Once again, Synchro was always designed to address and overcome these issues. The mantra "schedule tasks and manage risk" used to be firmly central to the sales argument. Referring back to the 3 legs of the stool it is clear that without a collaborative approach to planning and the universal interpretability of 4D risk management will remain an elusive persuit.

In conclusion. "Rethinking construction" was all about the potential to introduce Automotive thinking into the construction industry; practices like "Just in Time" (JIT), centralised material handling and many more rely largely on there being a reliable schedule of work and reliable schedules rely largely on the previous messages.

So if you think the stool you are sat on feels a little wobbly then perhaps you need to fit the other two legs; you'll feel more secure and your share price may well reflect it!.
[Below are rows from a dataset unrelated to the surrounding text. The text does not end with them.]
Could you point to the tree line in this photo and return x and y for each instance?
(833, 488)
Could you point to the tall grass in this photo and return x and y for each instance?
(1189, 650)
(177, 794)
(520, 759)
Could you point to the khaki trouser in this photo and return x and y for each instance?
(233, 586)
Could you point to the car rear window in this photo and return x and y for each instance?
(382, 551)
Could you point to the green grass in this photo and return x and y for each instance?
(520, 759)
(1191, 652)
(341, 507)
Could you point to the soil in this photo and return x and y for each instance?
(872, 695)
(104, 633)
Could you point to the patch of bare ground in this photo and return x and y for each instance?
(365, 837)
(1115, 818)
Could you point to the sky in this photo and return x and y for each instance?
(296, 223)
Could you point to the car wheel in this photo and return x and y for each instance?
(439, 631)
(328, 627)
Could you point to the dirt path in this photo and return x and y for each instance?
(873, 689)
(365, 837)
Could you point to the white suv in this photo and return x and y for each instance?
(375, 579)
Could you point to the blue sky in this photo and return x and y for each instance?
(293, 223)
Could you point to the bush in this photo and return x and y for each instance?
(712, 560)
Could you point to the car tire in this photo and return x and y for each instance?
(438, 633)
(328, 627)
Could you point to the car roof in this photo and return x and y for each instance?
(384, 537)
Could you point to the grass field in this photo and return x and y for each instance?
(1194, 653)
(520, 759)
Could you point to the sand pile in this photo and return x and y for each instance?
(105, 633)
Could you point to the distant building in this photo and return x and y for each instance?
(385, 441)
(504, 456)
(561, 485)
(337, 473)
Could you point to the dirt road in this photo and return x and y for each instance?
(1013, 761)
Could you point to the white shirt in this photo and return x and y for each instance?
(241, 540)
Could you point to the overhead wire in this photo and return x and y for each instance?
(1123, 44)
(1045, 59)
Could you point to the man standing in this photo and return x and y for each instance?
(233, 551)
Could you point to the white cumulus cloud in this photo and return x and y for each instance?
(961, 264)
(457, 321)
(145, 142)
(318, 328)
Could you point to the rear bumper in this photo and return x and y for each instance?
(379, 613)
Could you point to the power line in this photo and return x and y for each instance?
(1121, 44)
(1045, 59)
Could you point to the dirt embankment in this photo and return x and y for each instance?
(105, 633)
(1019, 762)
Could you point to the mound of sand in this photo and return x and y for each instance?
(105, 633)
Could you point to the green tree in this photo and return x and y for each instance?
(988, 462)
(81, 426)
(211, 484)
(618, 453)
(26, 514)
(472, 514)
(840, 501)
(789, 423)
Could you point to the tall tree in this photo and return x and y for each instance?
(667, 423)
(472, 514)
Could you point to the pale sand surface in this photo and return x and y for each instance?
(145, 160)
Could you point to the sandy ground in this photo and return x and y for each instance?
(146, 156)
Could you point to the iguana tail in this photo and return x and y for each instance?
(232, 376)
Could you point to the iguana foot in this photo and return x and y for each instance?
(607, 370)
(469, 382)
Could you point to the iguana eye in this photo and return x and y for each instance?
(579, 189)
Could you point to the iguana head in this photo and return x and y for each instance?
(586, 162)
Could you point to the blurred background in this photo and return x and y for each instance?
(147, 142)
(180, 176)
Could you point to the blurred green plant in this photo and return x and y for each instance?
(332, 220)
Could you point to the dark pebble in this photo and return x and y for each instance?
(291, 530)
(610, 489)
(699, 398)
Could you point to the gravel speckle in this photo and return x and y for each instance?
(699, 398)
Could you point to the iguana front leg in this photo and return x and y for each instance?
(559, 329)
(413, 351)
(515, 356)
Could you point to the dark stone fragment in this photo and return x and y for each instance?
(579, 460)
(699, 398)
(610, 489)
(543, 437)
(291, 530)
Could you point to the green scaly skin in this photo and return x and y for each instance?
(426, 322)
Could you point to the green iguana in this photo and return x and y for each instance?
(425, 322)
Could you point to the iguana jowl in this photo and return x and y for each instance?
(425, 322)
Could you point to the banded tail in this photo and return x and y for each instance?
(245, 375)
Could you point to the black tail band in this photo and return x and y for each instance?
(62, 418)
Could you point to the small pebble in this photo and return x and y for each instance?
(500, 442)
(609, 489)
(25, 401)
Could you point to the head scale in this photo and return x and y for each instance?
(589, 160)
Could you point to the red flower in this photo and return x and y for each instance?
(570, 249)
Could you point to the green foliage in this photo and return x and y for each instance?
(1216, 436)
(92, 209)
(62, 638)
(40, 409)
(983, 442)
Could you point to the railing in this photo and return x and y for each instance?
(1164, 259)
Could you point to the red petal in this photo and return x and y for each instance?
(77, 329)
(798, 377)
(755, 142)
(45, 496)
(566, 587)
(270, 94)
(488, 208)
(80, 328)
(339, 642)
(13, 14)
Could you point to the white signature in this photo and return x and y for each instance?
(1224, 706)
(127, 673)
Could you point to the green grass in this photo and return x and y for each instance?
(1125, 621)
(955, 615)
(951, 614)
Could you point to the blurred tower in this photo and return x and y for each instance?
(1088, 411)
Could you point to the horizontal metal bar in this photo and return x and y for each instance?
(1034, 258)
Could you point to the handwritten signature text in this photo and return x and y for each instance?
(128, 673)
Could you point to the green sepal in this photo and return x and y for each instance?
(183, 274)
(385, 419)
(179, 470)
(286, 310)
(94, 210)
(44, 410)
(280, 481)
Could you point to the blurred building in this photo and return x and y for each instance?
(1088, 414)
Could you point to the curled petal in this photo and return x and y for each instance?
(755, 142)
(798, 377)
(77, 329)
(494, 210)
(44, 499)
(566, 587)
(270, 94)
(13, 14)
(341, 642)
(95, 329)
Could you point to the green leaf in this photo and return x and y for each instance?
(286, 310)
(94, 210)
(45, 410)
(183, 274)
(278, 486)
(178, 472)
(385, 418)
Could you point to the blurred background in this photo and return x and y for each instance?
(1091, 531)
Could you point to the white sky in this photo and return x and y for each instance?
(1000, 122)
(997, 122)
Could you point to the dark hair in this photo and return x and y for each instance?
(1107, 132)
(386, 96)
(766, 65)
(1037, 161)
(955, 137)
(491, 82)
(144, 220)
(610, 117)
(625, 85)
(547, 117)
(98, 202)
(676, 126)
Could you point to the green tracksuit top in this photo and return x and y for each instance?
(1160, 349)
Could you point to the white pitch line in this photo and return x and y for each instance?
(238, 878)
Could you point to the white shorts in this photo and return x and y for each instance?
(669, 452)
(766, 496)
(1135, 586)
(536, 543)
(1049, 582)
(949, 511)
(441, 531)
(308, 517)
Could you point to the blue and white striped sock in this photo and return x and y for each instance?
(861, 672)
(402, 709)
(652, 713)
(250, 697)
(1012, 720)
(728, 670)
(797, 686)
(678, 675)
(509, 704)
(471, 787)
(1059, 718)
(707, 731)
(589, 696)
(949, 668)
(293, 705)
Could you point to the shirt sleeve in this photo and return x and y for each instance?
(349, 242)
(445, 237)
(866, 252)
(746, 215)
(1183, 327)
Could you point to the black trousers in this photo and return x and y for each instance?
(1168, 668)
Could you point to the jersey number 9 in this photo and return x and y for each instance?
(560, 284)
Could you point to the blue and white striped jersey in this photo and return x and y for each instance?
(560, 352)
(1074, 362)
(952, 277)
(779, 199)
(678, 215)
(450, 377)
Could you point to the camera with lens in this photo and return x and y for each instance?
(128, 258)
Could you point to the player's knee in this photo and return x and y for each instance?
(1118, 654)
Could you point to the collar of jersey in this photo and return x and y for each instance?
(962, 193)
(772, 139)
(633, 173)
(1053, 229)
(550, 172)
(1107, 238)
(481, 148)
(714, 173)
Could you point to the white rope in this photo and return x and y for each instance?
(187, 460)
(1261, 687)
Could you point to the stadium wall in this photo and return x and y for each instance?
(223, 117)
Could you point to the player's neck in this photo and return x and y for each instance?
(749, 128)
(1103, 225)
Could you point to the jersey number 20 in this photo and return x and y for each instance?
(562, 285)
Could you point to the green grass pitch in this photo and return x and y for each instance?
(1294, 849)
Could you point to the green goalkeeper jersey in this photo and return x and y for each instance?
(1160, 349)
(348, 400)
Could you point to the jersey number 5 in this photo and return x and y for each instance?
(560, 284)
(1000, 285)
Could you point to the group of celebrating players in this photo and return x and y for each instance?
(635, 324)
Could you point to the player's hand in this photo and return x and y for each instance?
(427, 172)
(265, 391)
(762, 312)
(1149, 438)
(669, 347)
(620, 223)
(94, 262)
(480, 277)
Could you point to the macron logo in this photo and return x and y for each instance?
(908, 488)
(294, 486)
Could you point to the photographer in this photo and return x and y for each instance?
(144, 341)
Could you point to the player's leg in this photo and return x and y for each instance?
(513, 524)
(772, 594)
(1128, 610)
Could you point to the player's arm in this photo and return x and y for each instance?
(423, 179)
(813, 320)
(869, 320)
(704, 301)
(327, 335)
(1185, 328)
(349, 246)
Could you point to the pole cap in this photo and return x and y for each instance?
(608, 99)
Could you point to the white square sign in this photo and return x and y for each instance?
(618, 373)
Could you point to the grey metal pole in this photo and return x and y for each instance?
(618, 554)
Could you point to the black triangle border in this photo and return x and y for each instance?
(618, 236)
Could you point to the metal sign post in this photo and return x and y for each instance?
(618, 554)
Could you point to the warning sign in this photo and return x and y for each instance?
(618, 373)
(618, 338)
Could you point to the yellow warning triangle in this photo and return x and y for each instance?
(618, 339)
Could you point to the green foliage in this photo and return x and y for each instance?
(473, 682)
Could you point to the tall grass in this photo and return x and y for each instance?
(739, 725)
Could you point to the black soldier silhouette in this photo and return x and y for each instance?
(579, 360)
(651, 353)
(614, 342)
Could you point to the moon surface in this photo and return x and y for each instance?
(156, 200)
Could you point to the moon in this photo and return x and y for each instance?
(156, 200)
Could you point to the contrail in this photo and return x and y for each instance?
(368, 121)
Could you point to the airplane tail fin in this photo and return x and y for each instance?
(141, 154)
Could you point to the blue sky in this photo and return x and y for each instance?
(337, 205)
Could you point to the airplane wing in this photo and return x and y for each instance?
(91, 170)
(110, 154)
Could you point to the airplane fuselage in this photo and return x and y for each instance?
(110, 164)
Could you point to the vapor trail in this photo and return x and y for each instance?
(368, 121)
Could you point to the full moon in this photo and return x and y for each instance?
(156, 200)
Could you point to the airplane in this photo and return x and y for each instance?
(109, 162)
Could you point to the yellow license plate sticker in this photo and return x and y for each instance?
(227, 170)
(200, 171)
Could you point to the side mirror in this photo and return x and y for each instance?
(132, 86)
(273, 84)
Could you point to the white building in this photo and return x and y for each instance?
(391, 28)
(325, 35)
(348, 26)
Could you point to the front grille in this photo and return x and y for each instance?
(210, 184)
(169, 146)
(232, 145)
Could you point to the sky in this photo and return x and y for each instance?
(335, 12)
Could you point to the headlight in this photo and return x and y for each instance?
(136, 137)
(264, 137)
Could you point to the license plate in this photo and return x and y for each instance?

Lastly, there is progress in the world of 4D (which if you are reading this is probably because you use Synchro for '4D visualisation'. I use the term '4D visualisation' advisedly in lieu of '4D Simulation' as Synchro is not a construction calculator, it merely facilitates the association of 3D to tasks. 'Simulation' defined as “The construction of a mathematical model for some process, situation, etc, in order to estimate its characteristics or solve problems about it probabilistically in terms of the model”  will be the real game changer able to resolve schedules from the mere existence of 3D at the press of a button along with the required BOM/BOQ's, budgets, exports to planning systems and the ubiquitous 4D visualisation.